Last week Massara paid homage to the other coast’s big city with Literary Love Letters to Los Angeles. Enjoying quotes from Joan Didion, Christopher Isherwood, Raymond Chandler, Steve Erickson, Karen Tei Yamashita, Charles Bukowski, Bret Easton Ellis, James Ellroy, Nathanael West, and the bicoastal F. Scott Fitzgerald, we were delighted to find that seven of these ten are among the seventy-seven contributors to Writing Los Angeles: A Literary Anthology. One commenter found “all of [the quotes chosen by Massara] pretty damning” and, for a corrective, we immediately turned to Lawrence Weschler’s luminous essay “L.A. Glows” in which he interviews artists, poets, scientists, cinematographers, environmental engineers, art gallery directors, and even Vin Scully, the veteran Dodgers announcer, to probe the ethereal quality of L.A.’s light.

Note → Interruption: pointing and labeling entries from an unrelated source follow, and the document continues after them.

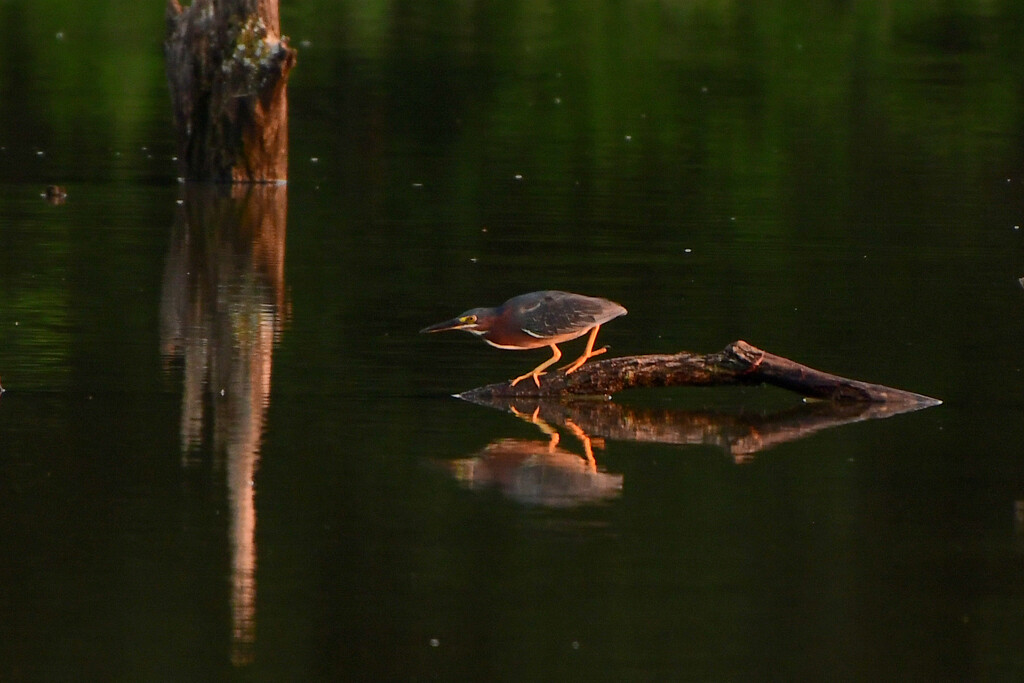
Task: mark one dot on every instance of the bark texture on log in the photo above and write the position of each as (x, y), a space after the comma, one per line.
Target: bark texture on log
(738, 363)
(227, 68)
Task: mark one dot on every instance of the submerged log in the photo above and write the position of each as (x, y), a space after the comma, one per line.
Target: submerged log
(227, 68)
(737, 364)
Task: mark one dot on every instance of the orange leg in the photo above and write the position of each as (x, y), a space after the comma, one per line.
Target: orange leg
(588, 352)
(537, 372)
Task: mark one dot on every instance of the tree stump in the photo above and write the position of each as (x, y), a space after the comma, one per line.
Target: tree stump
(227, 68)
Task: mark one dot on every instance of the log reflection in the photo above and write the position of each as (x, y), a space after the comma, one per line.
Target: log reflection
(538, 472)
(740, 435)
(222, 308)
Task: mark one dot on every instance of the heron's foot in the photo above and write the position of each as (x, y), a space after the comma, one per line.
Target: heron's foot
(576, 365)
(536, 375)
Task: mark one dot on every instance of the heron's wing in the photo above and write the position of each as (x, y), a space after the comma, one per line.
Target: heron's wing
(559, 313)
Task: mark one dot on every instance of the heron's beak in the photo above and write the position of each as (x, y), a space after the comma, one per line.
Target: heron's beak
(454, 324)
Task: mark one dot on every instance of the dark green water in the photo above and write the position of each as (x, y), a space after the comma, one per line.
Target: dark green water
(226, 453)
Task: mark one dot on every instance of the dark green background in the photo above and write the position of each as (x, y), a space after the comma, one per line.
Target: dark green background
(840, 183)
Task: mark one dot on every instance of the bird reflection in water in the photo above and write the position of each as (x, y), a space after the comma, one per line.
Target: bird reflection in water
(537, 472)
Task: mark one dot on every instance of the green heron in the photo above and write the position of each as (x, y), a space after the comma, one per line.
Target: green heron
(536, 319)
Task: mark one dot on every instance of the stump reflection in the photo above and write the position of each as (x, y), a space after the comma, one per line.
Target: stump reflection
(222, 309)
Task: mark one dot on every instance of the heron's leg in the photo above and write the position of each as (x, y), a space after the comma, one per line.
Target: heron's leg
(588, 352)
(537, 372)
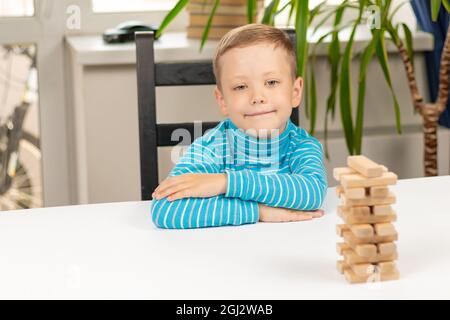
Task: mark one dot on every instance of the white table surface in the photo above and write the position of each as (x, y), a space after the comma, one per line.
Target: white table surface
(114, 251)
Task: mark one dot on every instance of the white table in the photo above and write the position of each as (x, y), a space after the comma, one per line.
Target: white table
(114, 251)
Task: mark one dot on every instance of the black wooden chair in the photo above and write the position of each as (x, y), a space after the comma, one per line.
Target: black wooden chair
(149, 76)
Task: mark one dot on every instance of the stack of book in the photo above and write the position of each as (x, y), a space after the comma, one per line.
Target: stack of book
(229, 15)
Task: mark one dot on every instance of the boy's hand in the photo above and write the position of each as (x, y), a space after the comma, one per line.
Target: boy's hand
(199, 185)
(272, 214)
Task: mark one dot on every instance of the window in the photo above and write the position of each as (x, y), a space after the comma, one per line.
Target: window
(16, 8)
(103, 6)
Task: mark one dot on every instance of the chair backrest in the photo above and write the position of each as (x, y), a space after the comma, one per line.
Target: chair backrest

Here’s a taste from his session with writer and public information officer D. J. Waldie, author of Holy Land: A Suburban Memoir:
It seems to me, actually, that there are four—or, anyway, at least four—lights in L.A. To begin with, there’s the cruel, actinic light of late July. Its glare cuts piteously through the general shabbiness of Los Angeles. Second comes the nostalgic, golden light of late October. It turns Los Angeles into El Dorado, a city of fool’s gold. It’s the light William Faulkner—in his story “Golden Land”—called “treacherous unbrightness.” It’s the light the tourists come for—the light, to be more specific, of unearned nostalgia. Third, there’s the gunmetal-gray light of the months between December and July. Summer in Los Angeles doesn’t begin until mid-July. In the months before, the light can be as monotonous as Seattle’s. Finally comes the light, clear as stone-dry champagne, after a full day of rain. Everything in this light is somehow simultaneously particularized and idealized: each perfect, specific, ideal little tract house, one beside the next. And that’s the light that breaks hearts in L.A.
Also of interest:
Related LOA works: Writing New York: A Literary Anthology (includes “Crossing Brooklyn Ferry” and the two O’Hara poems); Writing Los Angeles: A Literary Anthology—ON SALE: $9.95 (includes William Faulkner’s “Golden Land,” Lawrence Weschler’s “L.A. Glows,” and an excerpt from D. J. Waldie’s Holy Land)

1 comment:

  1. That Waldie quote is beautifully phrased, but speaking as someone who lives in LA, I can tell you it is a bit...romanticized. Trust me, our light is just like anyone else's, it's the traffic that'll break your heart.